Question

A body of mass m is placed on earth surface which is taken from earth surface to a height of h = 3R then change in gravitational potential energy is :

• A. \(\frac{mgR}{4}\)
• B. \(\frac{2}{3}mgR\)
• C. \(\frac{3}{4}mgR\)
• D. \(\frac{mgR}{2}\)

Answer 1

The Correct Option is C

To determine the change in gravitational potential energy when a body of mass \(m\) is taken from the Earth's surface to a height \(h = 3R\) (where \(R\) is the radius of the Earth), we use the formula for gravitational potential energy.

The gravitational potential energy at a distance \(r\) from the center of the Earth is given by:

U = -\frac{GMm}{r}

where:

• G is the gravitational constant.
• M is the mass of the Earth.
• m is the mass of the object.
• r is the distance from the center of the Earth.
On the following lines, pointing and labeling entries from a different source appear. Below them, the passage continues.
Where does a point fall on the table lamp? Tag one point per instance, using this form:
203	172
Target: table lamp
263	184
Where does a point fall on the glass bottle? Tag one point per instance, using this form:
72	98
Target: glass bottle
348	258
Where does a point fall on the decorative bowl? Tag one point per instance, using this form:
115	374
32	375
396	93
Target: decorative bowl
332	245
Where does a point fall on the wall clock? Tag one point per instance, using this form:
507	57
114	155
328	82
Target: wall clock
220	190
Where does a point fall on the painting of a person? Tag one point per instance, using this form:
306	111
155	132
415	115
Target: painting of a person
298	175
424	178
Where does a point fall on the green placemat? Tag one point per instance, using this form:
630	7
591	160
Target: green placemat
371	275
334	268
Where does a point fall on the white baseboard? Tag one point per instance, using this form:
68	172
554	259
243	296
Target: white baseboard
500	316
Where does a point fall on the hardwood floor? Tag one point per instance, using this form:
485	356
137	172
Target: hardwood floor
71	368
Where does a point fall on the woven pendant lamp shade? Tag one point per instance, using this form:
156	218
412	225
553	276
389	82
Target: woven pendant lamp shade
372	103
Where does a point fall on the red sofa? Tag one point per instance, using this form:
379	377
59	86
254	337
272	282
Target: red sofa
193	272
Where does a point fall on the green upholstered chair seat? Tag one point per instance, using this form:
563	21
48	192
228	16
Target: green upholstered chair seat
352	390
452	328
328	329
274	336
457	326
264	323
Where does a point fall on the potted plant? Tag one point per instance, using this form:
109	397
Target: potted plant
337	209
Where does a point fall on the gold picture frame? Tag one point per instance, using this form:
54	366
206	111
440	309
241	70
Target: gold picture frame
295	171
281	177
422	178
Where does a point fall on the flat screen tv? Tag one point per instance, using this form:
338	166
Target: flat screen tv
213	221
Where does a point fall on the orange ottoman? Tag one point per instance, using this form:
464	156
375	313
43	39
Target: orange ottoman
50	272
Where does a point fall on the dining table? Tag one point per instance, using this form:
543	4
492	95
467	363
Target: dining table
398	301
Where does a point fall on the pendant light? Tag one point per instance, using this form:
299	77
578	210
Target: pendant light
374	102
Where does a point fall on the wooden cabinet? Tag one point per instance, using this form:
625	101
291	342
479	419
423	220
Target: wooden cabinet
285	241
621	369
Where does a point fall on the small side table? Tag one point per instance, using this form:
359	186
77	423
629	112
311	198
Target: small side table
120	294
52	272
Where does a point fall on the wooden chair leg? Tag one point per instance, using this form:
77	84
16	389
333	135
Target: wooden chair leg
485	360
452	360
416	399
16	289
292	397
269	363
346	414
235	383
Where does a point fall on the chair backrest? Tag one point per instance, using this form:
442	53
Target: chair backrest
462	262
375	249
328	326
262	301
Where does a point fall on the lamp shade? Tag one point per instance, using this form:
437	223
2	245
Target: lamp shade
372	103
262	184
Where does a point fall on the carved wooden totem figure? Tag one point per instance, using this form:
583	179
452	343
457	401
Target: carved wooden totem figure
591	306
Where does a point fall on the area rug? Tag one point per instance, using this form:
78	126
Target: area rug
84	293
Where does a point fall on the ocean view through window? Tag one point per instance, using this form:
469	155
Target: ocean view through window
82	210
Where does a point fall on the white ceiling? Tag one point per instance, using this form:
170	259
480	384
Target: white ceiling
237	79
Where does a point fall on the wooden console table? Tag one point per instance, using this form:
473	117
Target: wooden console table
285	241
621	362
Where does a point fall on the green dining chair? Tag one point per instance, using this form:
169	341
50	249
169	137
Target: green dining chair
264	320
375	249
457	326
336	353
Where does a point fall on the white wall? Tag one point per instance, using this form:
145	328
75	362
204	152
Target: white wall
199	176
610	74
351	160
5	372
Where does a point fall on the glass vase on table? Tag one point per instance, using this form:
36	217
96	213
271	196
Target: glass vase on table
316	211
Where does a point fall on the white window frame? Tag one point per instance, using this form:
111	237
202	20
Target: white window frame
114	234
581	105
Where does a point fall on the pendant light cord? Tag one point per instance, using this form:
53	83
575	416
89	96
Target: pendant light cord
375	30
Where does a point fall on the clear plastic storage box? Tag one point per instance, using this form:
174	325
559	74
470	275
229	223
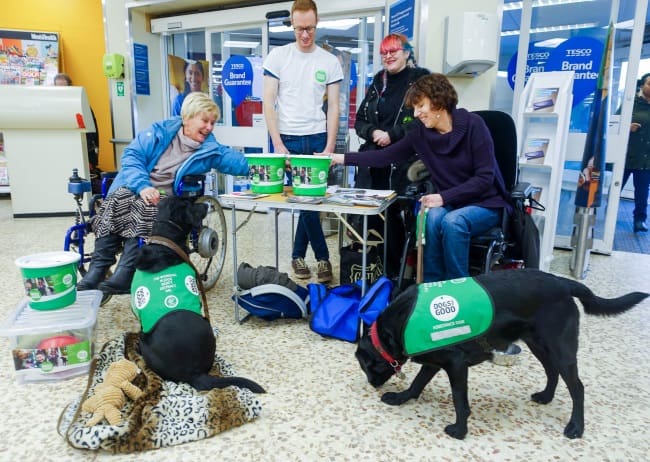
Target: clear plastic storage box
52	345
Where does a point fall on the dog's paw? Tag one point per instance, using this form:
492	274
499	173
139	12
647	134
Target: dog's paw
456	431
573	430
542	397
395	399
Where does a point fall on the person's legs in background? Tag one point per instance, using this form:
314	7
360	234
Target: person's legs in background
309	229
106	247
641	180
433	261
448	235
120	280
458	228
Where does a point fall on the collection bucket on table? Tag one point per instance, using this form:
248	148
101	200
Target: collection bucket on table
50	279
310	174
266	172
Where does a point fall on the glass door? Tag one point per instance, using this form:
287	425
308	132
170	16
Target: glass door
570	35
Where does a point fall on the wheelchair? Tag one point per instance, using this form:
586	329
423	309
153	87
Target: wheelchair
503	246
207	245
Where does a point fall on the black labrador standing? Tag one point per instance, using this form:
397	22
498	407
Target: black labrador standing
180	346
530	305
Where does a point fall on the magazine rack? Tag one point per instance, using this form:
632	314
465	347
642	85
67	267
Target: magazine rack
542	130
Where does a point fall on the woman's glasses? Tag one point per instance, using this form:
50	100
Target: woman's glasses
309	29
390	51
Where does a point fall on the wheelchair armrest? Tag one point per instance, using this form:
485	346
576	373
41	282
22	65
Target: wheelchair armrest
108	175
521	191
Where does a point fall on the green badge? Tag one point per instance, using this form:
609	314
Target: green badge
321	76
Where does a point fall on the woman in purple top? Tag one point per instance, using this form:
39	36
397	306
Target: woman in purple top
457	149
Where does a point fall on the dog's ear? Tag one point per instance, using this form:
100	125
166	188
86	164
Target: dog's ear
196	213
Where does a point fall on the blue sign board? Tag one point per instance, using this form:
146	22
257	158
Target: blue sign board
402	18
579	54
237	78
141	65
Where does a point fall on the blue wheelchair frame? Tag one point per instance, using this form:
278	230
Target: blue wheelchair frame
207	245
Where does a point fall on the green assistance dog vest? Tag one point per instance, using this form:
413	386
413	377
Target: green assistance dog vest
153	295
446	313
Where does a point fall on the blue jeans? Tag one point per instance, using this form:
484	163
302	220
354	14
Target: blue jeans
448	233
309	228
641	181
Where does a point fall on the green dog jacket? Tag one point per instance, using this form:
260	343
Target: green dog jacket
446	313
153	295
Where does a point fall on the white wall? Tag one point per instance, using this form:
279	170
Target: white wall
474	93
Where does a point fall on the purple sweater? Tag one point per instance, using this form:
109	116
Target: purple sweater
461	163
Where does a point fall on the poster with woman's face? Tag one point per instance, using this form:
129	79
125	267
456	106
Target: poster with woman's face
186	76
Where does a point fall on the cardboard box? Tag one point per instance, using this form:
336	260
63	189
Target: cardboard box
52	345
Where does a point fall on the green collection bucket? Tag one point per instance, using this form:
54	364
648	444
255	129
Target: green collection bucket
266	172
50	279
310	175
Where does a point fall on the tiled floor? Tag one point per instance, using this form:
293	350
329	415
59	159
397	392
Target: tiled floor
625	238
319	406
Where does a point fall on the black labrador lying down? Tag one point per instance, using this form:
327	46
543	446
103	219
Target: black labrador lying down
530	305
180	345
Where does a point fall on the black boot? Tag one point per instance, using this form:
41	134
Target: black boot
103	257
120	280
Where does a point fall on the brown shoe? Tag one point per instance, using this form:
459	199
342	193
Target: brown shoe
324	271
300	268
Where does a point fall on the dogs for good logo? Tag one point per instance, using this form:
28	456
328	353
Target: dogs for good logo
320	76
141	297
171	301
444	308
190	285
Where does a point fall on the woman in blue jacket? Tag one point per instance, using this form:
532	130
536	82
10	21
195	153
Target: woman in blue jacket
152	166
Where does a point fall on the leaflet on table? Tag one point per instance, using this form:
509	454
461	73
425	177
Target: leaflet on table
353	199
244	195
371	193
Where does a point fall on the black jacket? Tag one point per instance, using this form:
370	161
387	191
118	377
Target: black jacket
387	111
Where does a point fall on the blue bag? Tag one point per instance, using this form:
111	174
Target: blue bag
273	301
341	312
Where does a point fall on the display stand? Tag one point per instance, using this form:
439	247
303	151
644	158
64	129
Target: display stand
44	131
542	129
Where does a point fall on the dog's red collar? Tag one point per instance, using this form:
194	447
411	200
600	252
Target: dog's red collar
374	338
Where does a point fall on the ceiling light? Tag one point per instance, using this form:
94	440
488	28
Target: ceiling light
240	44
538	3
335	24
550	43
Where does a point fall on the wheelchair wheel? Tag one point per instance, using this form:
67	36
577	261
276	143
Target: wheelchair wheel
208	247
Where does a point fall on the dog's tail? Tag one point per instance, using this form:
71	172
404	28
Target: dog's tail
208	382
599	306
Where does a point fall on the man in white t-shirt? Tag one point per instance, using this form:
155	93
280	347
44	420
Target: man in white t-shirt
297	77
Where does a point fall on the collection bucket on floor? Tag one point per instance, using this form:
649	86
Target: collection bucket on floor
50	279
310	175
266	172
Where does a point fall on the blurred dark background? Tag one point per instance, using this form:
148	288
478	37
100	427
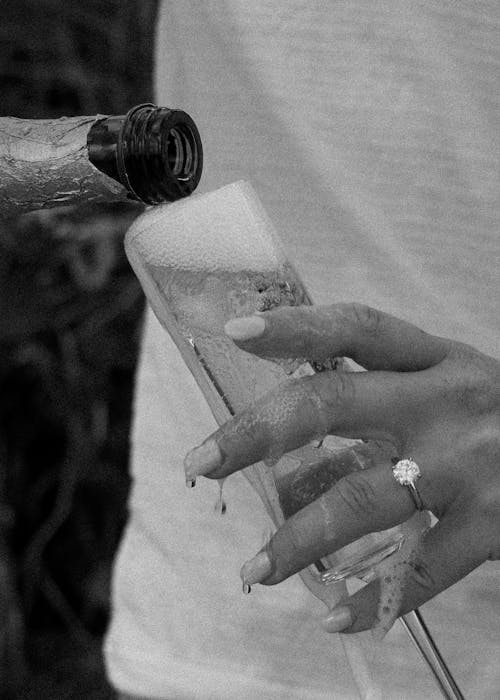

Initially, the body is at the Earth's surface, so its distance from the center of the Earth is \(R\). The initial potential energy (\(U_1\)) is:

U_1 = -\frac{GMm}{R}

When the body is at a height \(h = 3R\), the total distance from the center is \(R + 3R = 4R\). The final potential energy (\(U_2\)) is:

U_2 = -\frac{GMm}{4R}

The change in gravitational potential energy (\(\Delta U\)) is the difference between the final and initial potential energies:

\Delta U = U_2 - U_1 = \left(-\frac{GMm}{4R}\right) - \left(-\frac{GMm}{R}\right)

Simplifying, we get:

\Delta U = \frac{GMm}{R} - \frac{GMm}{4R} = \frac{GMm}{R} \left(1 - \frac{1}{4}\right) = \frac{GMm}{R} \times \frac{3}{4}

Given the gravitational force relationship on Earth's surface \(g = \frac{GM}{R^2}\), hence \(GM = gR^2\), substituting this gives:

\Delta U = \frac{g R^2 m}{R} \times \frac{3}{4} = \frac{3}{4} mg R

Thus, the change in gravitational potential energy when the body is raised to a height of \(3R\) from the Earth's surface is \(\frac{3}{4}mgR\), which corresponds to the given correct option.